Film ini mengisahkan seorang mantan praktisi pencak silat yang baru keluar dari penjara dan bertekad meninggalkan masa lalunya yang penuh kekerasan . Namun, niatnya buyar ketika sindikat kejahatan Malaysia mulai menguasai lingkungannya. Film yang mengusung seni bela diri pencak silat ini juga dibintangi oleh bakat muda Ali Fikri .
“Asia selalu menghasilkan beberapa film aksi paling menarik di dunia,” kata John Radel kepada Variety, Sabtu (16/5/2026)Â .
“Apa yang sedang kami bangun sekarang adalah deretan proyek dengan skala, disiplin, dan ambisi kreatif untuk membawa film aksi Indonesia dan Asia Tenggara kembali ke pasar internasional secara serius. Ini adalah cerita Asia, dengan bintang Asia, yang dirancang untuk penonton di seluruh dunia,” lanjutnya .
Film remake Indonesia dari “The Man From Nowhere” mempertemukan kembali Joe Taslim dengan sutradara Tanigaki Kenji . Keduanya sebelumnya telah bekerja sama dalam film “The Furious”.
Para produser menyebut film Korea aslinya sebagai “karya klasik modern”, dengan kekuatan emosional dan kisah penebusan sebagai inti cerita yang kini akan dibawa ke latar Indonesia .
“Kami sudah lama percaya pada potensi kreatif dan komersial film genre Indonesia dan Asia Tenggara,” ujar Erika North, pendiri Yeti Entertainment .
Proyek ambisius ini didukung oleh konsorsium studio besar: Asia Media Alliance Group, Nation Pictures, Yeti Entertainment, dan Red Packet Media .
Delon Tio, pendiri Nation Pictures, menegaskan keyakinannya pada kekuatan industri film Indonesia.
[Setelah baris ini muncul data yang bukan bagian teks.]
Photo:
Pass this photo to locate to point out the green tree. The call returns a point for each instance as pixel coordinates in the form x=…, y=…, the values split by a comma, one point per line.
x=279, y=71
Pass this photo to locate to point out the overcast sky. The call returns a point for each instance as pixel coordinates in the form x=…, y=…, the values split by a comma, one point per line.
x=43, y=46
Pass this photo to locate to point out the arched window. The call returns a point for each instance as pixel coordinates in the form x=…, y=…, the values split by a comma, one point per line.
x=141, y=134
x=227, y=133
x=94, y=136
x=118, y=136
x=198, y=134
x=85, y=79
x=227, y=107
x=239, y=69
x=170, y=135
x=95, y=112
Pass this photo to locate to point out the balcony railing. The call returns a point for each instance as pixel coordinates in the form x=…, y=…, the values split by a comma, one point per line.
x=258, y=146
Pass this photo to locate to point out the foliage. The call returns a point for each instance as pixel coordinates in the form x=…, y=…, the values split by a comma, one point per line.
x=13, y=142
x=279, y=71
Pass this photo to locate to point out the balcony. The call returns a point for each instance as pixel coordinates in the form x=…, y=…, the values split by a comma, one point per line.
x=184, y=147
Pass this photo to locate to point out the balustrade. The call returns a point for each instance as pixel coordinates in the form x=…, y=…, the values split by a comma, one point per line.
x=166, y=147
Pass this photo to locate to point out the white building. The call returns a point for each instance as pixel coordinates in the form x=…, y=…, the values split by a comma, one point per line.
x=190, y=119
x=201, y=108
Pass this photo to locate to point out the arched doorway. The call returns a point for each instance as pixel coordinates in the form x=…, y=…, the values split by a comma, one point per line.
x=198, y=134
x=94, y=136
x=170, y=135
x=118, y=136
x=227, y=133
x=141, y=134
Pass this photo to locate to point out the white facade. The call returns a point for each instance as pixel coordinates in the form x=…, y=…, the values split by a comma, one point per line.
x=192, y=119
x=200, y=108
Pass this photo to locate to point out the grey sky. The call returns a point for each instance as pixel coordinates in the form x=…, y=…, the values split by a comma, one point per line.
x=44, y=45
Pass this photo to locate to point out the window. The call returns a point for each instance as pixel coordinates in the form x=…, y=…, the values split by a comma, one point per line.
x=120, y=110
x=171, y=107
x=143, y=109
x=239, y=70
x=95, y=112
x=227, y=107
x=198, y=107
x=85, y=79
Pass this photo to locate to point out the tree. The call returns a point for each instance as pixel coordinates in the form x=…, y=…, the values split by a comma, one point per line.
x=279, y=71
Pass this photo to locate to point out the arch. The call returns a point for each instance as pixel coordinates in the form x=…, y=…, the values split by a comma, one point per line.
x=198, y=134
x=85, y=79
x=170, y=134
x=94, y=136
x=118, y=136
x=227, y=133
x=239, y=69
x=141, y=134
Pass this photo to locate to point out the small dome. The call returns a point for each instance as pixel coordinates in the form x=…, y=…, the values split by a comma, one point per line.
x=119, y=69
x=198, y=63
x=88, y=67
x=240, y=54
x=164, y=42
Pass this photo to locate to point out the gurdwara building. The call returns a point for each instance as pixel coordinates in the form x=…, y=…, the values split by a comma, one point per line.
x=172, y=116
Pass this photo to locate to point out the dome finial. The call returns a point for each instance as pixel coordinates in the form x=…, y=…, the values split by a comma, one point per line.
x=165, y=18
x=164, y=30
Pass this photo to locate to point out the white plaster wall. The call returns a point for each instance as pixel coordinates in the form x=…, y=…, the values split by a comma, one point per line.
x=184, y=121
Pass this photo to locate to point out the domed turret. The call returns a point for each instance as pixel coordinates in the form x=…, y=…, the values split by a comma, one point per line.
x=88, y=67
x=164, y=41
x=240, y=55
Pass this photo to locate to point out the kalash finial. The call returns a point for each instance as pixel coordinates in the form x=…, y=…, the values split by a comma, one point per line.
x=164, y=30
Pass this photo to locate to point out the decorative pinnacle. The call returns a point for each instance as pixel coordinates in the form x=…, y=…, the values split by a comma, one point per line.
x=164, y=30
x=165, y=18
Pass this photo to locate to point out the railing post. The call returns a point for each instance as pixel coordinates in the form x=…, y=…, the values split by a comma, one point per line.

“Indonesia memiliki talenta, penonton, lokasi, dan budaya film aksi untuk menjadi kekuatan besar dalam perfilman genre internasional,” kata Tio .
Keyakinan akan kesuksesan dua film ini semakin kuat dengan kehadiran Mike Leeder, produser di balik film aksi hit seperti “Fearless” (2006) dan “The Raid 2” (2014)Â .
“Dunia tahu seperti apa kemampuan film aksi Indonesia ketika digarap dengan benar,” ujar Leeder.
“Tujuan kami sekarang adalah membawa energi, fisikalitas, dan autentisitas itu untuk membangun film yang terasa lebih besar, lebih tajam, dan siap dipasarkan kepada pembeli global,” tegasnya .
Film “Pendekar: Warrior” direncanakan tayang pada tahun 2027 . Sementara itu, adaptasi Indonesia dari “The Man From Nowhere” masih dalam pengembangan dan belum ada informasi resmi terkait jadwal tayangnya .
Proyek adaptasi ini baru diumumkan secara resmi pada April 2026 dan akan kembali mempertemukan Joe Taslim dengan sutradara Tanigaki Kenji .
Kehadiran Iko Uwais dan Joe Taslim di Cannes bukan sekadar promosi. Langkah ini mencerminkan evolusi alami karier keduanya, dari bintang aksi menjadi pemimpin industri yang turut membentuk masa depan sinema Indonesia .
Setelah sukses dengan film “The Raid” yang mengguncang dunia, Indonesia kini kembali berupaya mengukuhkan posisinya di panggung film aksi internasional.